Mr Dasmunsi’s confidence is based on a survey of ‘India Media & Entertainment Scenario’ conducted jointly by the Federation of Indian Chamber of Commerce and Industry (FICCI) and PriceWaterhouseCoopers. The survey had further pointed out that the “magazine industry size was estimated at Rs.19 billion and registered a growth of 15 per cent during the year 2007.”

“According to the same study,” reported PTI, “Indian Print Media is projected to grow by 14 per cent over the next five years and magazine publishing to grow at a higher rate of 15 per cent. During the same period, newspaper-publishing market would reach Rs.243 billion.”

[Citation: Print media records dynamic growth: I&B ministry, PTI report, 2 June 2008, New Delhi.]

09 June 2008

Unbound

“Reading in America, as in many rich countries, is down. A study by the National Endowment for the Arts, an independent federal agency, says leisure reading is declining, especially among the young. Since 1985, books’ share of entertainment spending has fallen by seven percentage points… Books have changed very little in half a millennium, but they may now be on the verge of going digital.”
[Quote from Unbound, the Economist, 5 June 2008.]

The latest issue of the Economist has a story on Amazon.com’s Jeff Bezos shaking up the entire publishing industry with ‘Kindle’, his e-book reader, and his decision to insist that all POD (‘Publish On Demand’) books sold through Amazon.com be printed by the company at its warehouses.

The Economist story, which really highlights the advent of new technology in the publishing industry and, with it, changes in book buying and book reading, clearly vindicates the fact that less and less people are reading, and even less are going to be reading in the future, the printed word – not just newspapers (see my previous post), but also books.

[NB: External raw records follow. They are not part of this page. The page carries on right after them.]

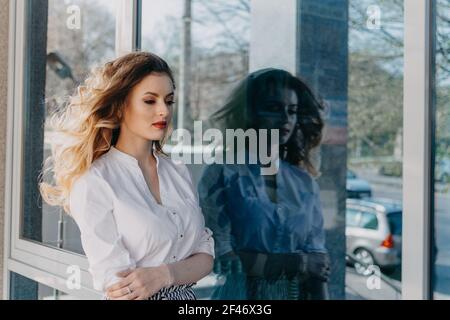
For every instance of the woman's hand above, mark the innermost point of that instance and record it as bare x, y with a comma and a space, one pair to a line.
141, 283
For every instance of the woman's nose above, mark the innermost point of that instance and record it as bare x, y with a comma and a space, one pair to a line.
163, 109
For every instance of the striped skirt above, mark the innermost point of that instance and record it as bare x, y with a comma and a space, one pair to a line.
181, 292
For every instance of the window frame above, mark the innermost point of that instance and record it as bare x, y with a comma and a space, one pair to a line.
36, 261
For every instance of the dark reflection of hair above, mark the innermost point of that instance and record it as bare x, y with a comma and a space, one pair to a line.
261, 252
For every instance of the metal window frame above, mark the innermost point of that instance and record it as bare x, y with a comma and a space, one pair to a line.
417, 152
39, 262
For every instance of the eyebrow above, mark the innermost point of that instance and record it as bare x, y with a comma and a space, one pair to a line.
157, 95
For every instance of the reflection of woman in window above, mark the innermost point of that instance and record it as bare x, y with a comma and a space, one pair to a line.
268, 229
141, 227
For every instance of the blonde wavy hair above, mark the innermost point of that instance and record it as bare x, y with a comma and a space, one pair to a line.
88, 125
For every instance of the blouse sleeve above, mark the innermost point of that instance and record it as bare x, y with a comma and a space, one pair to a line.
91, 206
206, 242
213, 203
316, 237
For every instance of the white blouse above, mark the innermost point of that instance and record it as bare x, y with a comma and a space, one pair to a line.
122, 225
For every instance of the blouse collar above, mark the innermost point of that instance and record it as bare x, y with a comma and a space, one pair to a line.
129, 158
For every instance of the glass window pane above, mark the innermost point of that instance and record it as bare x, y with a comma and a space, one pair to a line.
351, 55
440, 256
375, 120
352, 218
395, 223
65, 40
23, 288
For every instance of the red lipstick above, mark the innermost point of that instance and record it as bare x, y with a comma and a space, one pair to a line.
160, 124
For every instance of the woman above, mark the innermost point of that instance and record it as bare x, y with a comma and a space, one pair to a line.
268, 228
141, 226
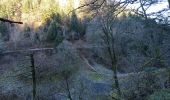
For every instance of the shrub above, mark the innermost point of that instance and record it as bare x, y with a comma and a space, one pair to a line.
68, 60
77, 26
54, 33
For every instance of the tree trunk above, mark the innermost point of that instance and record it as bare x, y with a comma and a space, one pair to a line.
33, 76
68, 88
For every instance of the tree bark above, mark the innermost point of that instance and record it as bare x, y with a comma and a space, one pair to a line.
33, 77
10, 21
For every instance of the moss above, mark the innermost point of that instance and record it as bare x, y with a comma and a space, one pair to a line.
163, 94
95, 76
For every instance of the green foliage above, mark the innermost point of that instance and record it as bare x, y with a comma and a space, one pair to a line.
68, 60
54, 33
50, 13
27, 6
77, 26
163, 94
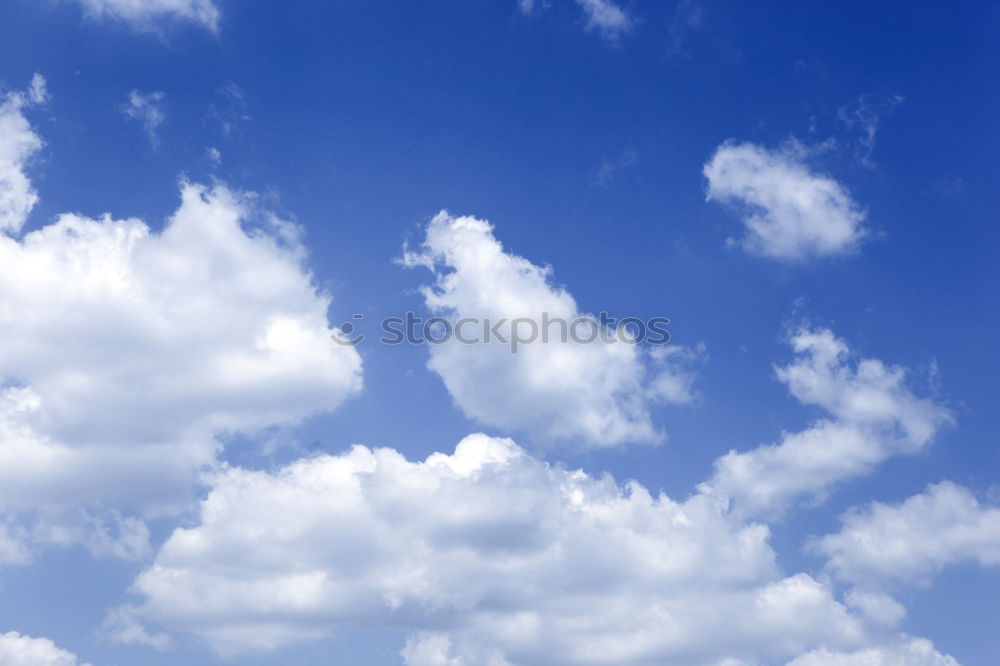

There are good reasons for this change: “An economic slowdown may play to the new technologies’ strengths. The costs of printing and shipping paper and cardboard are rising… And if consumers become more price-sensitive, e-books may become more appealing.”

But, for the moment, there is some good news for the traditional book publisher. According to the Economist story, “Though they are an improvement on a computer screen, e-book readers remain crude simulacra of books. A poll released by John Zogby at BEA (i.e. Book Expo America) found that 82% of Americans strongly prefer paper to pixels.”

The end note? Says the Economist, “Publishing has only two indispensable participants: authors and readers. As with music (I had blogged about this too), any technology that brings these two groups closer makes the whole industry more efficient — but hurts those who benefit from the distance between them.”